Regulação sobre cobrança em planos de saúde
Enquanto o Código de Defesa do Consumidor1 estabelece que cobrar por serviços inclusos nos planos de saúde pode ser interpretado como prática abusiva (“dupla cobrança”), a Agência Nacional de Saúde Suplementar (ANS)2 proíbe a cobrança de valores adicionais por consultas ou qualquer outra prestação de serviço que tenha cobertura obrigatória pelo plano contratado. O Conselho Federal de Medicina, por sua vez, registra no Código de Ética Médica3 que “É vedado ao médico praticar dupla cobrança por ato médico realizado” (art. 66). Consequentemente, cobrar de paciente, sem justificativa ou fora do que foi acordado, corresponde a uma infração ética. Os médicos precisam estar atentos para não realizarem cobranças adicionais de pacientes que utilizam planos, salvo nos casos de serviços não cobertos.
A ANS prevê, em duas condições, a autorização pelas OPS4 de tratamento ou procedimento prescrito que não se encontra no rol:
Comprovação da eficácia, à luz das ciências da saúde, baseada em evidências científicas e plano terapêutico;
Recomendações pela Comissão Nacional de Incorporação de Tecnologias no Sistema Único de Saúde (Conitec)5 ou exista recomendação de, no mínimo, 1 (um) órgão de avaliação de tecnologias em saúde que tenha renome internacional, desde que sejam aprovadas também para seus nacionais.
No que concerne à comprovação da eficácia de medicamentos, o Supremo Tribunal Federal (STF) 6 decidiu que apenas evidências científicas de alto nível, como ensaios clínicos randomizados, revisões sistemáticas e meta-análises, são suficientes para embasar decisões judiciais sobre concessão de fármacos, enquanto estudos de menor rigor, como casos-controle e opiniões de especialistas, são considerados insuficientes. Essa decisão oferece uma base técnica e jurídica mais sólida para contestar pedidos judiciais de medicamentos com eficácia incerta, alinhando o setor suplementar e a saúde pública a critérios rigorosos.

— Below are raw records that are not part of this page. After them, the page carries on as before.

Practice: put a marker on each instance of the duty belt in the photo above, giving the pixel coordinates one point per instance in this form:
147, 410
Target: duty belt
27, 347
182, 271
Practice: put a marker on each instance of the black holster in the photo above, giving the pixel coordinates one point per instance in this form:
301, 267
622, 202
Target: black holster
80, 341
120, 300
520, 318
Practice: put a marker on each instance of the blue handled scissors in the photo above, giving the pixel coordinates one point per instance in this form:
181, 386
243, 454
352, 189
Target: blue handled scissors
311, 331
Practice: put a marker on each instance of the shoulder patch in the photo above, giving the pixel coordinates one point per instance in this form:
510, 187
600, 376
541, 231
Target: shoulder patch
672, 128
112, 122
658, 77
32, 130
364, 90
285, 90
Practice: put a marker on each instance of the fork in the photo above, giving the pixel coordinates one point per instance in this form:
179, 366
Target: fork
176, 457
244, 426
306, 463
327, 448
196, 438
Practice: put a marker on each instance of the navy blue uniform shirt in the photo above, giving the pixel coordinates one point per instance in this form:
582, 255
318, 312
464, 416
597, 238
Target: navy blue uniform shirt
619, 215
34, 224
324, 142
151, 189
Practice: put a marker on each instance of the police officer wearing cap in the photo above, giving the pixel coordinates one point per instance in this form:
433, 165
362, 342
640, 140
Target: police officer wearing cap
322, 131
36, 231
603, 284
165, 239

Regras gerais que regem o comportamento dos médicos credenciados
Quando os médicos se credenciam a um plano de saúde, assinam um contrato que destaca os serviços prestados aos beneficiários que devem ser pagos exclusivamente pelo plano, de acordo com as tabelas e condições pactuadas. Assim, não se pode cobrar dos pacientes valores adicionais ou extras pelos mesmos serviços cobertos pelo plano. Quando tal evento acontece, tem-se a “dupla cobrança” que configura uma prática ilegal. Não se justifica legalmente que os médicos, considerando que os valores remunerados pelo plano sejam abaixo do que consideram apropriado, estejam livres para cobrar dos pacientes.
1 Código de Defesa do Consumidor e normas correlatas. – 7. ed. – Brasília, DF: Senado Federal, Coordenação de Edições Técnicas, 2023. 147 p.

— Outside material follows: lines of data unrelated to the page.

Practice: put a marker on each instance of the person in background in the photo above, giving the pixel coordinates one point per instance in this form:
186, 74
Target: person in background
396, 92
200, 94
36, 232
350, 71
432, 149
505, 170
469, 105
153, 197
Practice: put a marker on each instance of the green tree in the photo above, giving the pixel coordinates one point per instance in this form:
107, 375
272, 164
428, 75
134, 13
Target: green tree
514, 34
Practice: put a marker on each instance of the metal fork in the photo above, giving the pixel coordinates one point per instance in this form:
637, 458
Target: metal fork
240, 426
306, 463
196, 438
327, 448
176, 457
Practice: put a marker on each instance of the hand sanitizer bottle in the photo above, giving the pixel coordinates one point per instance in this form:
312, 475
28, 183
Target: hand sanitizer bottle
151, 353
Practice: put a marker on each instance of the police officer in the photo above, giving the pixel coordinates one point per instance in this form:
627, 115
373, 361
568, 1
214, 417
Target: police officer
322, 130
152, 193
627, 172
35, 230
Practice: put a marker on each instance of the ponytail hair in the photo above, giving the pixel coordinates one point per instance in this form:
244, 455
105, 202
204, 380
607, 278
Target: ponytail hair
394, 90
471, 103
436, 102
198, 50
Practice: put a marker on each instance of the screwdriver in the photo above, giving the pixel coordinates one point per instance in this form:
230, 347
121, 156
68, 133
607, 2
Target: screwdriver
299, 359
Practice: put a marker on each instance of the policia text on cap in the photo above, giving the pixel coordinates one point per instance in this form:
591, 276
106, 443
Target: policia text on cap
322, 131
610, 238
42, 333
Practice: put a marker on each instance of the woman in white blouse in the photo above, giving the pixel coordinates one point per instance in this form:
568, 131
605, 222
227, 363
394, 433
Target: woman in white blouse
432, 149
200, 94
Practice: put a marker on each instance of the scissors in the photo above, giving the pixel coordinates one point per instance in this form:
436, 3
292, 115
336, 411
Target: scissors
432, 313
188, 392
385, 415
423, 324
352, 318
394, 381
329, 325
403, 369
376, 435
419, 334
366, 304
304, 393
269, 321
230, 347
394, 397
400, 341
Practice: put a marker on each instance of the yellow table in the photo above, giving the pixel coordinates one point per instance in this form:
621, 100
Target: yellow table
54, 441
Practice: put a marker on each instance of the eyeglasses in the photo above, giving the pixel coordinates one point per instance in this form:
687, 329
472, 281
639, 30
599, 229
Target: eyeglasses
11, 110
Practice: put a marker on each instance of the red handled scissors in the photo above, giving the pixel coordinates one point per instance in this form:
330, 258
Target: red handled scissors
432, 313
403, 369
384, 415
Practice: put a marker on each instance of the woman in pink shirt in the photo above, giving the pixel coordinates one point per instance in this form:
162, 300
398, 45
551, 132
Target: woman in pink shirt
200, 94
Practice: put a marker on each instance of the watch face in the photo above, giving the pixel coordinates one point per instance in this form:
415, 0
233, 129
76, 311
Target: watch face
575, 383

2 Lei Nº 14.454, de 21 de setembro de 2022. Altera a Lei nº 9.656, de 3 de junho de 1998, que dispõe sobre os planos privados de assistência à saúde, para estabelecer critérios que permitam a cobertura de exames ou tratamentos de saúde que não estão incluídos no rol de procedimentos e eventos em saúde suplementar. Brasília, Presidência da República.
3 Resolução CFM n° 2.217, de 27 de setembro de 2018, modificada pelas Resoluções CFM nº 2.222/2018 e 2.226/2019.
4 Lei Nº 14.454, de 21 de setembro de 2022. Altera a Lei nº 9.656, de 3 de junho de 1998, que dispõe sobre os planos privados de assistência à saúde, para estabelecer critérios que permitam a cobertura de exames ou tratamentos de saúde que não estão incluídos no rol de procedimentos e eventos em saúde suplementar. Brasília, Presidência da República.
5 Brasília: Ministério da Saúde, 2018. BRASIL. Comissão Nacional de Incorporação de Tecnologias no Sistema Único De Saúde (CONITEC).